Operator demographics can play a key role in the decision to purchase joystick controls. Shelton notes that joystick steering is an option on the Kawasaki 80Z7 through 95Z7 and standard on the 115Z7. “This is very much an operator preference option,” she says. “Popularity isn’t so much by machine size as it is by operator demographics and experience.”
Added Safety and visibility
There are many safety options that increase visibility around the machine.
“Safety options offered on Case wheel loaders include rear view and side view cameras, lighting packages and a reversible fan,” says Bisson. He notes that a reversible fan can be considered a safety feature in environments where debris can build up and cause thermal events.
Many manufacturers offer rear view cameras as standard, while others offer them as an option. Lighting is also a key safety option for contractors working at night. Most manufacturers offer auxiliary lighting packages to supplement their standard lighting packages.
In addition, Volvo offers a remote door opener. “If the machine is in a really dark area, you can walk up to it and push a button,” says Yeomans. “The door opens and the light shines down on the step so the operator can climb into and out of the cab safely.”
Contractors like to know that a used machine has been properly maintained, and automatic lubrication systems provide that piece of mind. “Lube systems may increase the resale value,” says Shelton. “These systems can be field installed or retrofitted. Buyers may be influenced by the mere fact that a piece of equipment was well maintained by virtue of this application.”
Autolube systems also provide a savings by automating a time-intensive manual process. “We do have an autolube system in design right now, which would be a huge drop in maintenance,” says Johnson.
Oil sampling ports can also greatly simplify an oil analysis program. They are offered by several manufacturers, including Volvo. The company also offers a rapid oil exchange system for its larger machines that allows a technician to pull the oil out of an engine in a matter of one or two minutes.
“At the same time, he purges the oil from the filter, so when he takes the filters off, they are dry. He fills the equipment back up through the dry filter,” says Yeomans. “It is really fast and the advantage of this system is it doesn’t cause oil spillage, so you are protecting the environment, as well.” There is also no risk of the technician getting burned by hot oil.
“Normally, if you have to get under a machine and remove the belly guard, it takes 30 minutes to do a simple oil change,” Yeomans points out. The time savings really add up for larger fleets. “If you are doing service every 500 hours and you have five services a year, then you save money on maintenance.”

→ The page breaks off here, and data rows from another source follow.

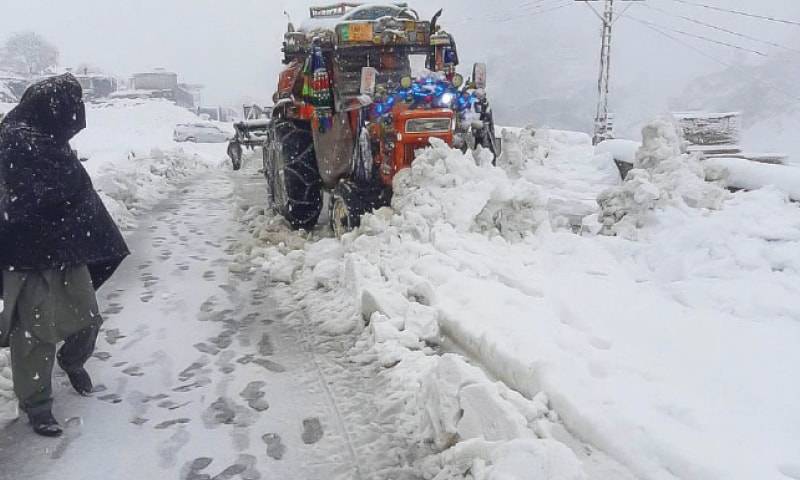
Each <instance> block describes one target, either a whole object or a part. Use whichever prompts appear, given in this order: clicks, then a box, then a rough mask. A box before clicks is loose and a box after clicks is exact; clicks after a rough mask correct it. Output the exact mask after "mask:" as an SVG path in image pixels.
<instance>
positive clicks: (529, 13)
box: [457, 0, 572, 23]
mask: <svg viewBox="0 0 800 480" xmlns="http://www.w3.org/2000/svg"><path fill="white" fill-rule="evenodd" d="M545 1H548V0H540V3H539V4H538V5H533V6H534V7H539V9H538V10H536V9H533V10H529V11H528V12H527V13H525V14H520V13H518V12H517V13H512V12H508V13H501V14H499V15H495V16H493V17H489V18H486V17H480V18H478V17H465V18H464V19H463V20H462V21H460V22H457V23H466V22H470V21H475V20H480V21H482V22H488V23H506V22H511V21H514V20H523V19H527V18H531V17H535V16H537V15H541V14H544V13H549V12H553V11H556V10H560V9H562V8H566V7H568V6H570V5H572V1H571V0H570V1H567V3H563V4H560V5H558V2H563V1H564V0H556V2H555V3H551V4H550V5H544V4H543V3H544V2H545ZM547 7H551V8H547Z"/></svg>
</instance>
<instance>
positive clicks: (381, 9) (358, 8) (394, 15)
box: [299, 2, 415, 33]
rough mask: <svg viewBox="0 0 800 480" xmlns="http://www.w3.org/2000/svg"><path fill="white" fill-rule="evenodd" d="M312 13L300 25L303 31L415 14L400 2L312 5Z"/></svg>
mask: <svg viewBox="0 0 800 480" xmlns="http://www.w3.org/2000/svg"><path fill="white" fill-rule="evenodd" d="M310 13H311V15H310V18H309V19H308V20H306V21H304V22H303V23H302V24H301V25H300V28H299V30H300V31H301V32H307V33H310V32H314V31H319V30H331V31H332V30H334V29H335V28H336V25H338V24H340V23H343V22H349V21H375V20H378V19H379V18H383V17H393V18H409V19H413V18H414V15H415V13H413V12H412V11H411V10H409V8H408V4H406V3H400V2H397V3H393V4H377V3H371V4H362V3H337V4H334V5H328V6H322V7H311V9H310Z"/></svg>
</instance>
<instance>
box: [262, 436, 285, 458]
mask: <svg viewBox="0 0 800 480" xmlns="http://www.w3.org/2000/svg"><path fill="white" fill-rule="evenodd" d="M261 439H262V440H264V443H266V444H267V456H268V457H269V458H271V459H273V460H280V459H282V458H283V456H284V455H285V454H286V445H284V444H283V441H282V440H281V436H280V435H278V434H277V433H268V434H266V435H264V436H263V437H261Z"/></svg>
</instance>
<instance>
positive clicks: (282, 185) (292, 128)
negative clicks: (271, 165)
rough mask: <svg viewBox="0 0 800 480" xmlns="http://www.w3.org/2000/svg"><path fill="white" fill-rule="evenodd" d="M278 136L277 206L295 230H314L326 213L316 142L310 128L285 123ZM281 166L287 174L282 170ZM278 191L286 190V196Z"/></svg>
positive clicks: (275, 151) (284, 120) (274, 167)
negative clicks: (317, 156)
mask: <svg viewBox="0 0 800 480" xmlns="http://www.w3.org/2000/svg"><path fill="white" fill-rule="evenodd" d="M274 135H275V143H274V146H273V148H275V150H274V152H273V155H274V156H273V162H272V163H273V165H272V168H273V170H272V171H271V174H270V175H269V176H270V177H271V178H270V188H271V190H272V192H271V196H272V198H273V199H274V201H275V207H276V208H277V210H278V212H279V213H280V214H281V215H283V217H284V218H286V220H287V221H288V222H289V223H290V224H291V226H292V228H294V229H296V230H299V229H304V230H309V231H310V230H312V229H313V228H314V226H315V225H316V224H317V220H318V219H319V215H320V212H321V211H322V192H321V185H322V181H321V179H320V176H319V170H318V167H317V159H316V156H315V153H314V139H313V137H312V135H311V132H310V131H309V130H308V129H307V128H303V127H301V126H298V125H296V124H295V123H293V122H290V121H285V120H284V121H280V122H279V123H277V124H276V125H275V127H274ZM277 157H280V158H277ZM280 166H282V167H283V172H280V171H278V170H279V169H280ZM279 182H283V184H282V185H281V184H279ZM276 189H283V192H282V193H283V194H284V195H276ZM281 197H283V198H281Z"/></svg>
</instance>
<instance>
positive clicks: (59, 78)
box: [0, 74, 129, 436]
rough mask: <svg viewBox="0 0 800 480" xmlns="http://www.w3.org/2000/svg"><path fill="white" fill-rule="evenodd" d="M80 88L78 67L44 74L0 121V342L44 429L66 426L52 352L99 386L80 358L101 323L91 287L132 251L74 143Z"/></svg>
mask: <svg viewBox="0 0 800 480" xmlns="http://www.w3.org/2000/svg"><path fill="white" fill-rule="evenodd" d="M82 96H83V92H82V89H81V86H80V84H79V83H78V81H77V80H76V79H75V77H73V76H72V75H70V74H65V75H60V76H56V77H52V78H48V79H45V80H42V81H40V82H38V83H36V84H34V85H32V86H31V87H29V88H28V90H26V91H25V93H24V94H23V96H22V98H21V99H20V102H19V105H17V107H16V108H14V109H13V110H12V111H11V112H9V114H8V115H7V116H6V117H5V118H4V119H3V121H2V123H0V268H2V279H1V281H0V292H2V295H3V300H4V303H5V308H4V310H3V313H2V315H1V316H0V347H11V367H12V372H13V381H14V392H15V393H16V396H17V399H18V400H19V405H20V409H21V410H22V411H24V412H25V413H26V414H27V415H28V419H29V420H30V423H31V425H32V427H33V430H34V431H35V432H36V433H38V434H40V435H44V436H58V435H60V434H61V433H62V430H61V427H60V426H59V424H58V422H57V421H56V419H55V418H54V417H53V414H52V403H53V398H52V386H51V374H52V370H53V364H54V361H58V364H59V366H60V367H61V368H62V369H63V370H64V371H65V372H66V374H67V376H68V377H69V380H70V383H71V384H72V386H73V388H74V389H75V391H77V392H78V393H79V394H81V395H88V394H90V393H91V392H92V390H93V386H92V381H91V378H90V377H89V374H88V373H87V372H86V370H85V369H84V364H85V363H86V361H87V360H88V359H89V357H90V356H91V355H92V353H93V352H94V348H95V341H96V339H97V334H98V332H99V330H100V325H101V323H102V319H101V317H100V314H99V309H98V306H97V299H96V296H95V291H96V289H97V288H99V287H100V286H101V285H102V284H103V283H104V282H105V281H106V280H108V278H110V277H111V275H112V274H113V272H114V271H115V270H116V268H117V267H118V266H119V265H120V263H122V260H123V259H124V258H125V257H126V256H127V255H128V254H129V251H128V247H127V245H126V244H125V241H124V239H123V237H122V234H121V233H120V231H119V229H118V228H117V226H116V225H115V224H114V221H113V220H112V218H111V216H110V215H109V213H108V211H107V210H106V208H105V207H104V205H103V203H102V201H101V200H100V197H99V196H98V195H97V192H95V190H94V187H93V186H92V182H91V179H90V178H89V175H88V173H87V172H86V170H85V169H84V168H83V166H82V165H81V163H80V161H79V160H78V157H77V156H76V154H75V152H74V151H73V150H72V149H71V148H70V144H69V141H70V139H72V138H73V137H74V136H75V135H76V134H77V133H78V132H80V131H81V130H83V129H84V128H85V127H86V112H85V107H84V104H83V100H82ZM61 341H64V345H63V346H62V347H61V348H60V349H59V350H58V352H57V353H56V345H57V344H58V343H59V342H61Z"/></svg>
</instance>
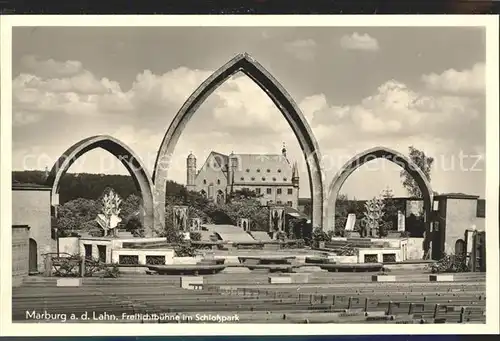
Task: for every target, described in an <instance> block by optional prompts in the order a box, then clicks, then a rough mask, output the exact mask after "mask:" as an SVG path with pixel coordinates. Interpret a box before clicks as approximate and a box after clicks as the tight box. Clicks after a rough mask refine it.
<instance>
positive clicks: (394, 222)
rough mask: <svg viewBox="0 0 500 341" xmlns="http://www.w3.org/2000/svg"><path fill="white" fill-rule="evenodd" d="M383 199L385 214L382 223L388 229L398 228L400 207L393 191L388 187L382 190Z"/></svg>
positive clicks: (382, 196) (387, 230)
mask: <svg viewBox="0 0 500 341" xmlns="http://www.w3.org/2000/svg"><path fill="white" fill-rule="evenodd" d="M382 200H383V203H384V209H383V215H382V219H381V224H382V225H384V227H383V228H384V229H385V230H386V231H393V230H397V221H398V207H397V205H396V200H395V199H394V194H393V191H392V190H391V189H390V188H386V189H385V190H383V191H382Z"/></svg>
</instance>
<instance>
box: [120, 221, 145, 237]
mask: <svg viewBox="0 0 500 341" xmlns="http://www.w3.org/2000/svg"><path fill="white" fill-rule="evenodd" d="M125 231H127V232H130V233H132V235H133V236H134V237H144V226H143V225H142V221H141V220H140V219H139V218H137V217H132V218H130V219H129V220H128V221H127V223H126V224H125Z"/></svg>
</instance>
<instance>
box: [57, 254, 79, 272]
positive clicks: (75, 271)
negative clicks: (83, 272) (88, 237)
mask: <svg viewBox="0 0 500 341" xmlns="http://www.w3.org/2000/svg"><path fill="white" fill-rule="evenodd" d="M81 262H82V257H81V256H80V255H71V256H70V257H54V258H53V266H54V269H55V271H54V274H53V275H54V276H55V277H80V264H81Z"/></svg>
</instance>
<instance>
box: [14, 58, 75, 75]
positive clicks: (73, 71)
mask: <svg viewBox="0 0 500 341" xmlns="http://www.w3.org/2000/svg"><path fill="white" fill-rule="evenodd" d="M21 65H22V66H23V67H24V68H26V69H27V70H29V71H30V72H32V73H34V74H35V75H38V76H42V77H59V76H61V77H68V76H74V75H77V74H79V73H80V72H82V71H83V65H82V63H81V62H79V61H75V60H68V61H65V62H59V61H55V60H53V59H48V60H40V59H39V58H38V57H36V56H33V55H26V56H23V58H22V59H21Z"/></svg>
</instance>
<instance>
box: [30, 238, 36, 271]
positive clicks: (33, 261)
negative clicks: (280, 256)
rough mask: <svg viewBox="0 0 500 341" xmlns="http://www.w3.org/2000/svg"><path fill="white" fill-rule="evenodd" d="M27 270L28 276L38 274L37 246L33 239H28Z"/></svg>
mask: <svg viewBox="0 0 500 341" xmlns="http://www.w3.org/2000/svg"><path fill="white" fill-rule="evenodd" d="M28 252H29V257H28V269H29V273H30V274H36V273H38V246H37V242H36V240H34V239H33V238H30V239H29V244H28Z"/></svg>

The rapid oil exchange system is mounted on the machine, along with the pump and connectors. “All the technician needs to do is bring his connector to hook up to it,” says Yeomans. Another advantage of this option is the pump circulates oil around the engine system, including the turbocharger when you turn the engine off. “So it really protects that turbocharger.”
There are many other options available to simplify maintenance activities, such as precleaners, reversible fans and environmental drains. Warranty programs and maintenance packages can also simplify maintenance while adding resale value to the machine.
“Depending on how long a wheel loader has been owned, factors such as warranties and extended warranties can impact resale value,” says Bisson. “Similarly, manufacturer packages such as Case ProCare (warranty/planned maintenance contract/telematics) can make a machine more appealing. Planned maintenance contracts show that a machine was cared for and properly maintained by certified dealer personnel.”